Livre du
Lévitique
Chapitres 6 (v. 8) à 7
La fin du chapitre 6, de même que le chapitre 7 tout entier, renferment la loi
des diverses offrandes dont nous nous sommes déjà occupés. La loi du sacrifice
pour le péché et pour le délit présente, cependant, quelques points qui méritent
d’attirer notre attention, avant que nous laissions cette importante section de
notre livre.
La sainteté personnelle de Christ n’est présentée dans aucune des offrandes
d’une manière plus frappante que dans le sacrifice pour le péché. «Parle à Aaron
et à ses fils, en disant: C’est ici la loi du sacrifice pour le péché: au lieu
où l’holocauste sera égorgé, le sacrifice pour le péché sera égorgé devant
l’Éternel:
c’est une chose très sainte…
Quiconque en touchera la chair
sera saint…
Tout mâle d’entre les sacrificateurs en mangera: c’est une chose
très
sainte»
(Chap. 6:18-23). De même, en parlant de l’offrande de gâteau: «C’est une chose
très sainte, comme
le sacrifice pour le péché
et comme le sacrifice pour le délit». C’est des plus remarquables. Le Saint
Esprit n’avait pas besoin, dans l’holocauste, de mettre une telle jalousie à
sauvegarder la sainteté de Christ, mais de peur que l’âme ne perdît de vue cette
sainteté en contemplant la place que le Seigneur a prise dans le sacrifice pour
le péché, les mots, maintes fois répétés: «C’est une chose très sainte», sont là
pour nous la rappeler. Il est vraiment édifiant et rafraîchissant de voir la
sainteté divine et essentielle de la Personne du Christ briller avec éclat au
milieu des profondes et horribles ténèbres du Calvaire. La même idée se remarque
dans «la loi du sacrifice pour le délit» (Chap. 7:1, 6). Le Seigneur Jésus ne
fut jamais plus visiblement présenté comme «le saint de Dieu», que lorsqu’il fut
«fait péché» sur le bois maudit. L’odieux et la noirceur de ce avec quoi il
était identifié sur la croix, ne servait qu’à faire ressortir plus clairement
qu’il était «très saint». Quoique portant le péché, il était sans péché.
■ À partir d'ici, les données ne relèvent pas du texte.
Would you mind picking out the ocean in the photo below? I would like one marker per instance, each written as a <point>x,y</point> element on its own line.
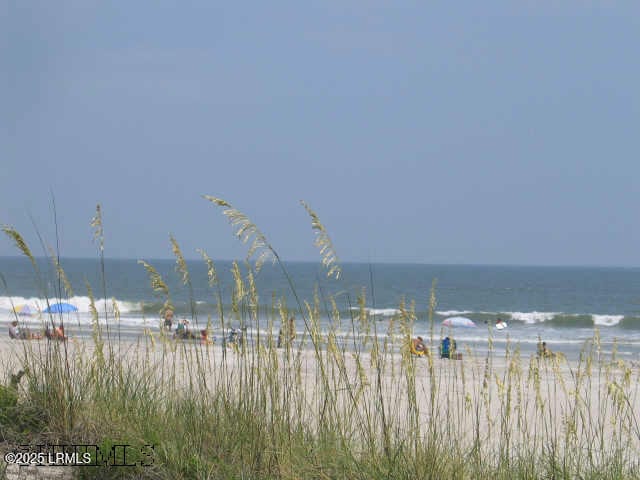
<point>564,306</point>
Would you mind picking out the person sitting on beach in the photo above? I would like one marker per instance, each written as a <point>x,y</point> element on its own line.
<point>14,330</point>
<point>418,347</point>
<point>168,319</point>
<point>543,350</point>
<point>287,331</point>
<point>17,333</point>
<point>234,338</point>
<point>204,337</point>
<point>58,333</point>
<point>448,349</point>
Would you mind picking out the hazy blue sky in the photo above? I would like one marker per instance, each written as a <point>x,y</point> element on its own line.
<point>447,132</point>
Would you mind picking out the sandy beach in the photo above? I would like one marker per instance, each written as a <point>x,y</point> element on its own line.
<point>495,403</point>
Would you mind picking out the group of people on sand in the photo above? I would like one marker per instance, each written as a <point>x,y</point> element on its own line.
<point>448,348</point>
<point>20,333</point>
<point>183,329</point>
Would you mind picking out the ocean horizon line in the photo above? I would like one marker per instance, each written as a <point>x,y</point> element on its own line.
<point>347,262</point>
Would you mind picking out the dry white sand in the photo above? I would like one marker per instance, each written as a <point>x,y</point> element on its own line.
<point>502,403</point>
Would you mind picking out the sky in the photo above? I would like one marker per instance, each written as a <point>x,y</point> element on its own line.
<point>493,132</point>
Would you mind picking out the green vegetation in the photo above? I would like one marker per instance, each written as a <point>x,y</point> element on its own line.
<point>317,408</point>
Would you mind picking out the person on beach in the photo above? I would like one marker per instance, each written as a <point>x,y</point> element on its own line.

Quoiqu’endurant la colère de
Dieu,
il était les délices du
Père.
Quoique privé de la clarté de
Dieu,
il habitait dans le sein du
Père.
Précieux mystère! Qui en sondera les immenses profondeurs? Et que c’est
merveilleux de le trouver si exactement figuré dans «la loi du sacrifice pour le
péché»!
En outre, mes lecteurs doivent chercher à comprendre le sens de l’expression:
«Tout
mâle
d’entre les sacrificateurs en mangera». L’acte cérémoniel de manger la victime
pour le péché, ou la victime pour le délit, était l’expression d’une entière
identification. Mais, pour manger la victime pour le péché, pour faire des
péchés d’un autre les siens propres, il fallait un haut degré d’énergie
sacerdotale, comme l’expriment les mots: «Tout
mâle
d’entre les sacrificateurs». «L’Éternel parla à Aaron: Et moi, voici, je t’ai
donné la charge de mes offrandes élevées, de toutes les choses saintes des fils
d’Israël; je te les ai données, à cause de l’onction, et à tes
fils,
par statut perpétuel. Ceci sera à toi des choses très saintes, qui n’ont pas été
consumées: toutes leurs offrandes, savoir toutes leurs offrandes de gâteau et
tous leurs sacrifices pour le péché, et tous leurs sacrifices pour le délit
qu’ils m’apporteront; ce sont des choses très saintes pour toi et pour
tes
fils.
Tu les mangeras comme des choses très saintes,
tout mâle
en mangera: ce sera pour toi une chose sainte. Et ceci sera à toi: les offrandes
élevées de leurs dons, avec toutes les offrandes tournoyées des fils d’Israël;
je te les ai données, et à tes fils et à
tes filles
avec toi, par statut perpétuel;
quiconque sera pur
dans ta maison en mangera» (Nomb. 18:8-11).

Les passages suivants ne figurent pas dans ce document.